Despite the magnitude of the event, Super Bowl LV at Raymond James Stadium will not be a sold-out event. As production teams have done throughout the NFL, the first 10 rows of the venue will be blocked off from public access. During the regular season, teams displayed sponsorships, messages to fans, or encouragement to medical workers on the front lines.

Separate workstations have been constructed to allow for ample social distancing between onsite staffers.

Led by NFL Director, Event Presentation and Content, Tim Tubito, and NFL production team is installing 26 physical LED screens over these sections for additional output of video content.
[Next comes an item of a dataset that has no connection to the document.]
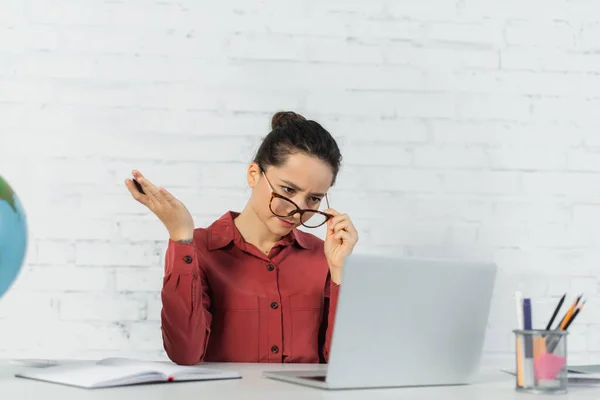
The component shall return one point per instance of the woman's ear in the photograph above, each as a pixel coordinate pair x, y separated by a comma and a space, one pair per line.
253, 175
This new 360-degree deployment will have its own dedicated team and XPression Tessera system but can also seamlessly tie back into the existing LED interface.

“Each one of these sections will have discrete XPression output, so we can control what’s going to any screen at any time,” says McCoart. “It only made sense to overlay [the lower-bowl LEDs] on top [of the system controlling the main videoboards]. We can control the whole environment with one button push for some of those full-venue takeovers.”

Kehn and his team are planning to use bits and pieces of the system for different messaging near the sidelines and on the main displays for sponsorship and league purposes. During stoppages of play, the system will be unified for dramatic presentations to honor frontline heroes or celebrate touchdowns and big plays.

Safety in Mind: Onsite Crews Spread Out in Three Control Rooms

Much of the production will be handled remotely, but, for crew members onsite, the setup will be unlike any deployed for a Super Bowl. In collaboration with the Tampa Bay Buccaneers’ production team — including Venue Technology Manager Dan Roy, Senior Producer Mike Dewsnap, and Content Manager Greg Mays — VWSE has changed multiple interior sections of the stadium into production hubs for the socially distant crews.

The second of three control rooms inside Raymond James Stadium

“We would have brought in 50 additional people on top of the Bucs crew,” says EVP, Productions, Bob Becker. “If it was a normal year, we might have had only one sub-control room instead of three.”

In the venue’s existing control room, Becker, PA Announcer Alan Roach, Kehn, and other crew members will handle the bulk of the game-day production. This main control room features a Ross Video backbone, including an Acuity switcher and several XPression Studio engines for insert graphics.

In the second control room, near the club level, a team will control all main, corner, and lower-bowl LED activations through Ross Video’s XPression Tessera and DashBoard control system to sync all elements together. This room will also facilitate replay analysis through PIERO Broadcast and virtual down and distance lines through PIERO Live. Other operators will be producing augmented-reality graphics like scoring drives and other Next Gen Stats via Ross Video’s Voyager graphics platform (powered by Epic Games’ Unreal renderer platform), ACID cameras, Furio robotic camera heads, and LUCID Studio control system.

The third control room will offer ancillary support to the show.

Split Down the Middle: A Neutral Production Even in the Bucs’ House

The sports-media landscape is eating up the fact that the Buccaneers are the first team to play the Super Bowl in their home stadium. It’s a storyline worth mentioning elsewhere, but, for an in-venue crew handling a neutral production, the teams playing on the field are irrelevant.

“There will be no competitive advantage from a game-presentation standpoint,” says Becker. “It is a neutral-site game, so whatever the Bucs have, the Chiefs will have. It will be split right down the middle, so the only difference is that it’s being played in Raymond James Stadium.”

Although the ultimate game of the season comes with a tantalizing matchup on the field, Van Wagner’s main concern is getting through the event safely and doing it in such a way that every worker feels as comfortable as possible.

“The overarching priority across the board is keeping everyone safe,” adds McCoart. “Our Operations and Logistics Manager Danielle Turner has done the hard work of overseeing the various different pieces relating to COVID-19. From testing and coordinating flights to hotel adjustments and other last-minute changes, she has done a lot for us.”